Former Seller: CIMARRON(48-0-0) Post#8 - Posted: 04/30/2007 at 17:12:21
(no avatar) The best I have ever found is Micro-bed. Get her clean and free of old glue. It is best if someone hasn't wired, screwed, nailed and other kitchen table attempts. One thing is, keep all the parts and splinters, take your time, don't over glue or over clamp. An extra few minutes and extra care will all come back to you when you are finnished. I have repaired Brownings,Coopers, Kimbers and high grade Sharps rifles and most of the time the client will argue that you put on a new stock and that aint the one he had. Thats when you hit him with the bill. The average shotgun, or rifle stock will take 6 or 8 hours to repair and refinnish. I once had a guy bring in a Shilo Sharps that he had leaned up against his pickup and walked out to his target. His wife thought she would save him part of the walk back and started driving out to meet him. He saw her drivivg and went balistic at which time she stopped and began backing up to put the pickup gack where it was, well she parked right on top of the new $2800.00 sharps. Broke the butt stock. Sharps wanted $500.00 to replace it and it would likely take a year for them to do it.I repaired it and it was totally undetectable. I asked him $150.00 and he made me take $200.00. Everytime I see him, he tells me how good it still is and he is happy with it. I think he has a different wife now but still shoots the sharps. A good sharps rifle is worth a lot more than a brain dead wife.

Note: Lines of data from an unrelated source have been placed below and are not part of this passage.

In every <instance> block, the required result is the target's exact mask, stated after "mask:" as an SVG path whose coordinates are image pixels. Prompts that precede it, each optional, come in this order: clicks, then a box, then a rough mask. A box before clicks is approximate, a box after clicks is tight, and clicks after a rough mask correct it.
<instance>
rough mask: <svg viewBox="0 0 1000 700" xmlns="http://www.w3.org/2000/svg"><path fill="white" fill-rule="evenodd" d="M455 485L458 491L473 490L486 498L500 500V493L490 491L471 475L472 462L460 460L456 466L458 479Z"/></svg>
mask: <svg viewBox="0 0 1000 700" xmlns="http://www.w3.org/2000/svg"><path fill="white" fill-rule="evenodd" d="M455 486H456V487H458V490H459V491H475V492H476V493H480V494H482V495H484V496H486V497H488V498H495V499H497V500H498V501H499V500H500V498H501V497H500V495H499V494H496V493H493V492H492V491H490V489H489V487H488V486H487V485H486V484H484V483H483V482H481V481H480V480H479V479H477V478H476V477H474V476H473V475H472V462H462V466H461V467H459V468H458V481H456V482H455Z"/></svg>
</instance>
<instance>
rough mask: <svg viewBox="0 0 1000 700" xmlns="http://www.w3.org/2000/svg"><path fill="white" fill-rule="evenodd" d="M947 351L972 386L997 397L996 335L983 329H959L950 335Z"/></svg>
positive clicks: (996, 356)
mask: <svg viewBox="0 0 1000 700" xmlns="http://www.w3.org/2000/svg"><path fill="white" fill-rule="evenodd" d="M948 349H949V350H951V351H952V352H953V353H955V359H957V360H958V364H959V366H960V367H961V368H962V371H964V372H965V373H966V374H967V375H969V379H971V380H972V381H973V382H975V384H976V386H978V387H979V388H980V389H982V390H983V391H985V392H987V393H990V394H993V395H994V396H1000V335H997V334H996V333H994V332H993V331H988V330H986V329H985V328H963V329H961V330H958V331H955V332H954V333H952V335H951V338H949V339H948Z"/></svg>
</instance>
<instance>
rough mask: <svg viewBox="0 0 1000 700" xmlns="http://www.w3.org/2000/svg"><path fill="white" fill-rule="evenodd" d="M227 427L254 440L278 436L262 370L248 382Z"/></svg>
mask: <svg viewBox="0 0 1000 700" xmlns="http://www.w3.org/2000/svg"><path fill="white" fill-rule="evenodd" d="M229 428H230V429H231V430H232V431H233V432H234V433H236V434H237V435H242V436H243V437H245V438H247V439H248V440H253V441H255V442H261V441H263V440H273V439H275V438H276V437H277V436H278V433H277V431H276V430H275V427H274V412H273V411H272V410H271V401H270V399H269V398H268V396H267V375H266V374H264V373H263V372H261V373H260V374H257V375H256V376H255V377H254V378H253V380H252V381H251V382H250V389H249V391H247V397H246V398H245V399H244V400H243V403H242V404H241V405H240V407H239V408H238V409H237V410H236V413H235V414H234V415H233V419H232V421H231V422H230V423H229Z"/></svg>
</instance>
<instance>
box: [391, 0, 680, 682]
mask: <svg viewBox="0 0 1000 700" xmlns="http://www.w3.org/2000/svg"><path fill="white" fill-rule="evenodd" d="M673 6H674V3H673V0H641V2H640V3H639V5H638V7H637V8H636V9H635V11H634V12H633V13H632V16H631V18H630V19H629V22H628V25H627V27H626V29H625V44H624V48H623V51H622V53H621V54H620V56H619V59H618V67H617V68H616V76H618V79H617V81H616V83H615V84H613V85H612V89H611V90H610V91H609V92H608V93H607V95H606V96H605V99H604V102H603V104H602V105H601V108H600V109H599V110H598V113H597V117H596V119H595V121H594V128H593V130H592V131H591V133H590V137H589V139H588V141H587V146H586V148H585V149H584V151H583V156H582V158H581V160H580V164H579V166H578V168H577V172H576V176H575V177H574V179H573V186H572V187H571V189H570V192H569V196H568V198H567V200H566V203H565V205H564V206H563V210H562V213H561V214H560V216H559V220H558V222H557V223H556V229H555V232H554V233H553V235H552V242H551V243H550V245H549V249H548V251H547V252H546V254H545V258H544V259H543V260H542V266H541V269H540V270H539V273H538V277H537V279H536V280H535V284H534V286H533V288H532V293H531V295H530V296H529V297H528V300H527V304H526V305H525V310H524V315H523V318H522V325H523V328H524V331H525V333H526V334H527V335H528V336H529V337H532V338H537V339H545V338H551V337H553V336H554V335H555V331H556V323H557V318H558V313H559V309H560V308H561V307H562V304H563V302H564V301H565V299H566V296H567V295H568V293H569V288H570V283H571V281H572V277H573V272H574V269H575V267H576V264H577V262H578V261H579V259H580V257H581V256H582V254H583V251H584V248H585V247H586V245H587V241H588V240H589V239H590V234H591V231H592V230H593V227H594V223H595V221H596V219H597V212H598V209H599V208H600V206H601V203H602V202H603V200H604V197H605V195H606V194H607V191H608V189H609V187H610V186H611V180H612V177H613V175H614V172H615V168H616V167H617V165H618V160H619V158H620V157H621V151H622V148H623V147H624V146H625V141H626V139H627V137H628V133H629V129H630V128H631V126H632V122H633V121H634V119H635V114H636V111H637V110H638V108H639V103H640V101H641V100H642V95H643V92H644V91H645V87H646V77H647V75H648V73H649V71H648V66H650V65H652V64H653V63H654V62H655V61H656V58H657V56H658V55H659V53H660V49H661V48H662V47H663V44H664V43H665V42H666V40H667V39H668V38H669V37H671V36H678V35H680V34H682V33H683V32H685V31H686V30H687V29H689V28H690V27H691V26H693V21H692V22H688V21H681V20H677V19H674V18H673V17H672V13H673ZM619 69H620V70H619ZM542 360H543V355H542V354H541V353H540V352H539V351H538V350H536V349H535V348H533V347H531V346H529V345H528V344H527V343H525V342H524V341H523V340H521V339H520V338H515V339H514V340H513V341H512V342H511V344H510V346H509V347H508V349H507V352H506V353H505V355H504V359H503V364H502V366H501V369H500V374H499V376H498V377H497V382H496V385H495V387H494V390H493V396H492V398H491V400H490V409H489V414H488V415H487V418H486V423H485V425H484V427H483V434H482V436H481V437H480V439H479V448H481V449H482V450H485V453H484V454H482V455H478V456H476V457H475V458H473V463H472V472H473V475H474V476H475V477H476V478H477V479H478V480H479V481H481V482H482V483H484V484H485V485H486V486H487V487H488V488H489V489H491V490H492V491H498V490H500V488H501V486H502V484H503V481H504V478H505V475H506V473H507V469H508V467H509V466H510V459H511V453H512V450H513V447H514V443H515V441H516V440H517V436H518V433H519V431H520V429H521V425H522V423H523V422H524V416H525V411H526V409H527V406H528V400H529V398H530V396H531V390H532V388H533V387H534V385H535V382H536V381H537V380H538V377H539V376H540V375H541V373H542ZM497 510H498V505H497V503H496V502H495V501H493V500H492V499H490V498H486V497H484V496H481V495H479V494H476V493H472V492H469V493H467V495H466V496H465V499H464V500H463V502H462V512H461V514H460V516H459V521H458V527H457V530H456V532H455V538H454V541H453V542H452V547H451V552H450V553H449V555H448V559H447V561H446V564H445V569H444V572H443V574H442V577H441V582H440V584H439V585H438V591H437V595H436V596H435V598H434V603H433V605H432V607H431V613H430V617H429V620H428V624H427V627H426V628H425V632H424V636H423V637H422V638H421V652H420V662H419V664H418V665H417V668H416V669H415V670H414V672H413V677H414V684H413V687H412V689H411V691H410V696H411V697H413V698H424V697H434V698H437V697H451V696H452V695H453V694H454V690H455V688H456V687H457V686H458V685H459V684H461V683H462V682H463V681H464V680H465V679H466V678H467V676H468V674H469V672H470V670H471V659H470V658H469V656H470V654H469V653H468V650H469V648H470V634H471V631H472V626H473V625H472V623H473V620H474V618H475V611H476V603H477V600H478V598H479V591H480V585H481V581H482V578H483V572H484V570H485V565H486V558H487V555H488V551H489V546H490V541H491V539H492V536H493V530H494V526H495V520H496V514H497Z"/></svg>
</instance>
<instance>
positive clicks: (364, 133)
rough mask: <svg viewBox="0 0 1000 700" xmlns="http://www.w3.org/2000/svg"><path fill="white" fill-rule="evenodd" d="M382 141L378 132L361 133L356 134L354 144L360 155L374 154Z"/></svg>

Seller: Elitist(90-0-0) Post#9 - Posted: 04/30/2007 at 19:05:05
Elitist OK, then, let me interject a question here.

I have a very old Ohio rifle, made for my wife's grandfather about 1860 or so, by Sam Stull in Knox County. A small bore, and her father used it to hunt squirrels as a boy in the 20's and 30's. The stock is burl walnut and has fallen apart: it was, literally, held together with electrical tape when my father in law died and I got it.

I want very much to put this old stock back together. It probably will never happen that the rifle will be shot again (though it could be, everything else is in decent shape) but I certainly don't want to put a new stock on it.

The comments about Accraglas then lead me to ask: 1) what's the working time? How much "wiggle" do I have when putting the pieces together? 2) How long does it take to set up, and at what time can I go on to put the next piece on? 3) How small a piece is too small to use Accraglas with? Some of the chunks of this stock are fairly large bu some are finger-sized. 4) How about color matching? I assume Accraglas isn't going to take a stain or a finish of any kind. How obvious are the "seams" going to be?

I've never worked with the stuff, but I've done some wood gluing. I agree, Gorilla Glue will expand on curing and would cause me some problems. I was thinking about a resorcinol or resin-based wood glue, but I don't know if these are suitable or if they have an innate color that would detract from the appearance of the finished job.

Buyer: 5thcommjarhead(31-0-0) Post#10 - Posted: 04/30/2007 at 19:30:24
5thcommjarhead Quack - Loctite is now making a glue similar to Gorilla Glue (it used to be called "Gorilla Snot" but somehow the name didn't catch on) that does as well but doesn't expand as much. I just got some Elmer's Ultimate that is probably comparable, but I haven't had occasion to use it yet.

And Super Glue works great on fingers, but not much else.